WHAT ARE 'Outside Earnings'

Outside earnings is income earned by early retirees as they continue to work while claiming Social Security benefits. The Social Security Administration permits outside earnings. However, there is an annual limit. Going past this limit reduces future Social Security benefits.

Outside earnings only affects early retirees until they reach full retirement age. According to the Social Security Administration, the early retirement age is between 62 and 65. For those born between 1943 and 1954, full retirement age is 66.

Earnings above the outside earnings limit reduce future benefits by $0.50 for every dollar over the limit. Knowing the rules about outside earnings is important for retirees who want to claim early benefits, but avoid unnecessary penalties.

BREAKING DOWN 'Outside Earnings'

Outside earnings include wages, as well as employee contributions to retirement plans if those are included in gross wages. For individuals who are self-employed, only net earnings from self-employment count as outside earnings. Government benefits, investment earnings, interest, pensions, annuities and capital gains are not outside earnings, however.
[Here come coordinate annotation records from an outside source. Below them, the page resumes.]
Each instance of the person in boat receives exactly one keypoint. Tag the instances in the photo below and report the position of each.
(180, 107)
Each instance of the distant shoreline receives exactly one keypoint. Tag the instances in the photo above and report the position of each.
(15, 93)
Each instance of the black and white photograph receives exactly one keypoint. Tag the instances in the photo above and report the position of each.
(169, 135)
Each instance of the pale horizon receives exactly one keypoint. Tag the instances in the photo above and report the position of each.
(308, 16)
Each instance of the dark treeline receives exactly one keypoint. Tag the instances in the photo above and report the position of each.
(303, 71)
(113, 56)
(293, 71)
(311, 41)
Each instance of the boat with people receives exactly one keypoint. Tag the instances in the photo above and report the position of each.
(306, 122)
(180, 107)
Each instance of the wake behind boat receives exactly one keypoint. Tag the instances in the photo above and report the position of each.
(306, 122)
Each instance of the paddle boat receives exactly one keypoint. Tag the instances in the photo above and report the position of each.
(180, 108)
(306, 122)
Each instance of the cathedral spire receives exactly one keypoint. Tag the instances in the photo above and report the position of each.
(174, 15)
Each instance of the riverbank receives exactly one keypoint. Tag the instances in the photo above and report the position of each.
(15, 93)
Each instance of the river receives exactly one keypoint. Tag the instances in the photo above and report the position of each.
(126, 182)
For example, say a married woman claims early Social Security benefits at age 62. By doing so, she collects $800 a month, which is less than the full amount she’d receive at age 66. She decides to keep working part-time at a marketing agency that pays her $1,800 a month.

As of 2018, the annual outside earnings limit was $17,040, which breaks down to $1,420 a month. Applying this limit, her Social Security benefits are the equivalent of only $610 a month. That is, she’s lost out on $190 a month, or half the $380 a month difference of her $1,800 in earnings and the $1,420 outside earnings limit. This benefit reduction continues until she reaches the full retirement age of 66. However, there is no outside earnings limit at full retirement.

Pros and Cons of Outside Earnings

Early retirees who either do not expect to live far into full retirement or who have plenty in retirement savings may choose early Social Security benefits. However, the outside earnings limit is a consideration even for those who plan on working a well-paying part-time job.

Also, there’s a double penalty for those who exceed the outside earnings limit. Remember taking early retirement already reduces their full Social Security benefit as much as 25%. On top of this, the penalty for exceeding the outside earnings limit is quite stiff.

One small break concerning outside earnings is a special rule for those who take early retirement in the middle or near the end of a year. Even if they exceed the annual outside earnings limit the Social Security Administration lets these individuals take a full Social Security check for any whole month they are retired, regardless of their yearly earnings.